Insurance is unlikely to help, either. “We were told by our broker that our claim will be 100% denied, because pandemics are not in any of our policies,” said Solomon.
The American Camp Association estimates there are 14,000 camps in the U.S., fueling an $18 billion industry. Most are day camps that serve as child-care for working parents. Many of those plan to operate to the extent allowed by local coronavirus regulations. McEntire said that many of the YMCA’s 10,000 day camps are currently scrambling to lease extra space to meet social distancing rules.
Most of the familiar, established camps are likely part of a larger organization with multiple income streams. For example, the YMCA has 325 sleepaway camps in the U.S., only 25 of which are stand-alone camps. The remaining 300 YMCA sleepaway camps are arms of local YMCA associations that draw revenue from activities like aquatics, exercise memberships and after school care.

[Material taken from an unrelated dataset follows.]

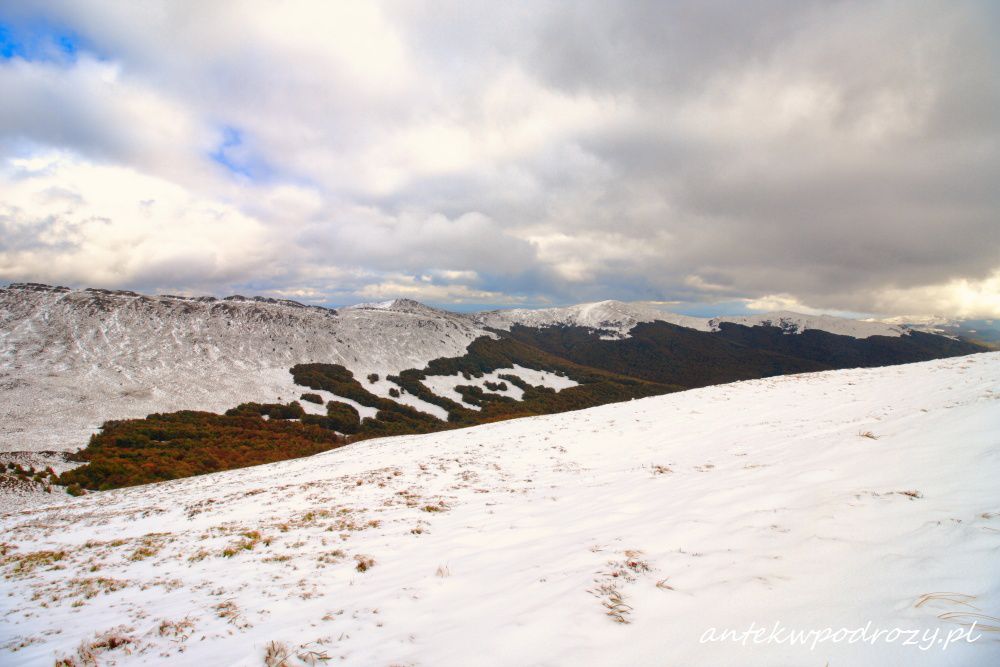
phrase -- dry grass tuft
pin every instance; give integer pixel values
(87, 653)
(23, 565)
(365, 563)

“These camps will succeed based on how their overall Y succeeds,” said McEntire.
But the YMCA’s 25 standalone camps are in crisis: 19 already plan to close this summer, a number that will rise, he said. By hunkering down and running an “absolute skeleton crew,” McEntire hopes they survive until next summer.

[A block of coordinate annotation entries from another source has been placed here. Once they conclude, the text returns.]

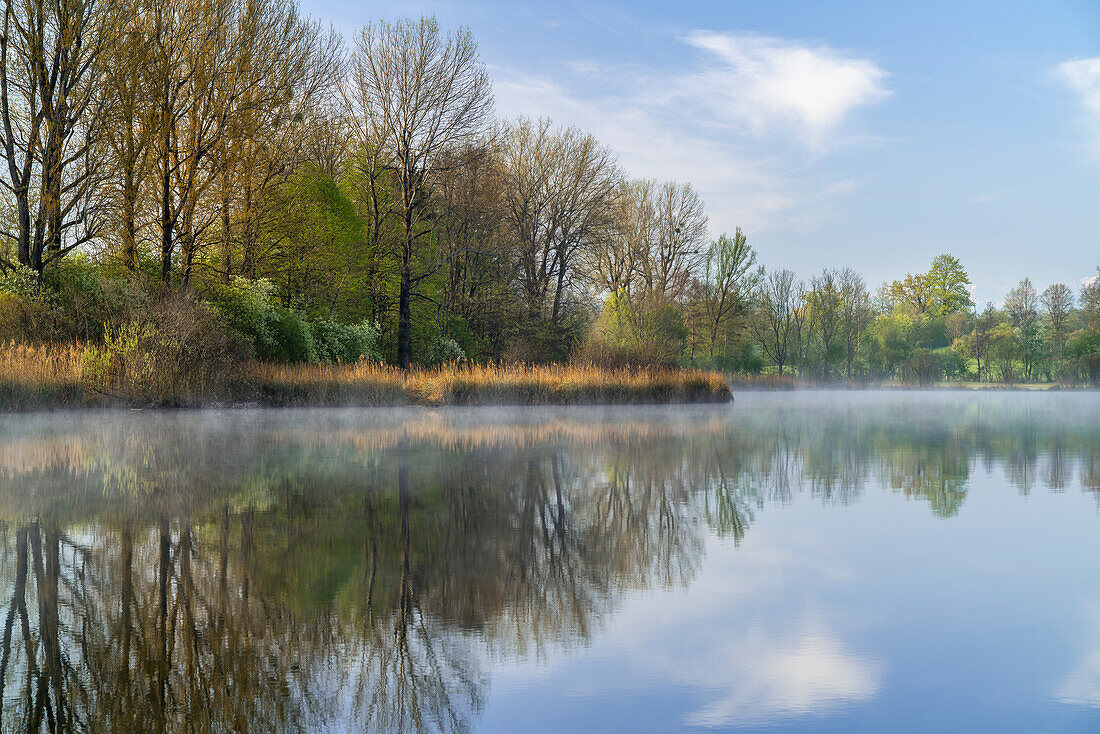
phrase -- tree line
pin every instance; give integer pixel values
(328, 198)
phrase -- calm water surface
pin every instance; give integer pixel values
(824, 561)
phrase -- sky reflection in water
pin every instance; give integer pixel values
(832, 561)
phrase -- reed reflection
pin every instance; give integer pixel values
(286, 571)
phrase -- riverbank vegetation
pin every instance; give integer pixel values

Independent camps are “all over the map,” when it comes to finances said Tom Rosenberg, chief executive of the American Camp Association. Some have started crowdfunding campaigns or applied for assistance grants.

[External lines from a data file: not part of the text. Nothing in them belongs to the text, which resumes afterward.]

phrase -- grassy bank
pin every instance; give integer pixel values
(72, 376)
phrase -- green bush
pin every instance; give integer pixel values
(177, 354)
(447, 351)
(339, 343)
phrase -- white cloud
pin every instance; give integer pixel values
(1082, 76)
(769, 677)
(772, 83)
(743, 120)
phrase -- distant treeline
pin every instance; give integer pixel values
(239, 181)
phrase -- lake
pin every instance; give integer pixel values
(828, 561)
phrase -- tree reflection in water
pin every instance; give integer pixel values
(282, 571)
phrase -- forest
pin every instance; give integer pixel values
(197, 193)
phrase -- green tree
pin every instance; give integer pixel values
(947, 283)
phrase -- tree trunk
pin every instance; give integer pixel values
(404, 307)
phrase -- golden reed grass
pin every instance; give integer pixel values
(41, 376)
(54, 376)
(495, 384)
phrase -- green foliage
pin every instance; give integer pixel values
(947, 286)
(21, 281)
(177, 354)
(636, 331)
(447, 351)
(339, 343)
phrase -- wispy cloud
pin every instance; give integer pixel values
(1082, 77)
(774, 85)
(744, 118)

Others are pivoting to pandemic-friendly models, such as family camps and retreats where small groups can maintain social distancing measures.
“It’s still possible to survive, but you probably have to change your business model.”
Among the higher-end and bigger-name camps, the outlook is less grim. Many are able to run year-round conferences, retreats, training programs and family weekends that generate off-season revenue. Others are able to turn to donations to tide them over.
“It’s just like any other small business,” said Rosenberg. “If you lose an entire year’s income, it’s still possible to survive, but you probably have to change your business model.”
Doron Krakow, chief executive and president of the Jewish Community Center (JCC) Association of North America, is confident about the survival of the JCC’s 161 day camps and 25 overnight camps, which serve almost 100,000 youth. Most of the JCC sleepaway camps will remain closed, but help is on the way.
“We are working closely with some very large foundations in order to provide access to crisis resources to assist these camps,” he said. “I expect that millions of dollars will pour into the field.”
The Harold Grinspoon Foundation is currently matching parents’ donated tuitions up to $10 million, and The Jewish Community Response and Impact Fund is providing more than $91 million in interest-free loans and grants to maintain a variety of Jewish organizations.
Camps that run on college campuses are particularly vulnerable, however. Marisa Debowsky, executive director of Mathcamp, a 5-week educational summer program, doesn’t know whether colleges will host residential summer camps again. Some colleges had already stopped inviting minors on campus to reduce liabilities. “The universities need to serve their own students,” she said. “So it’s just not clear whether programs like mine will return in the same format.” Her camp is running virtually this summer, she said.
The true financial carnage will come early next year. “Nonprofits aren’t really going to know how bad things are until December,” said Debowsky.
“That’s when all the charitable giving happens.” When global attention remains on the primary medical needs of a pandemic and a likely second wave, personal protective equipment and a vaccine, charitable donations to camps will likely seem unimportant.
“I think most camps will get by,” McEntire said. “The worry would be if for some reason this crisis has lingered into next summer. That would be a very, very different story.”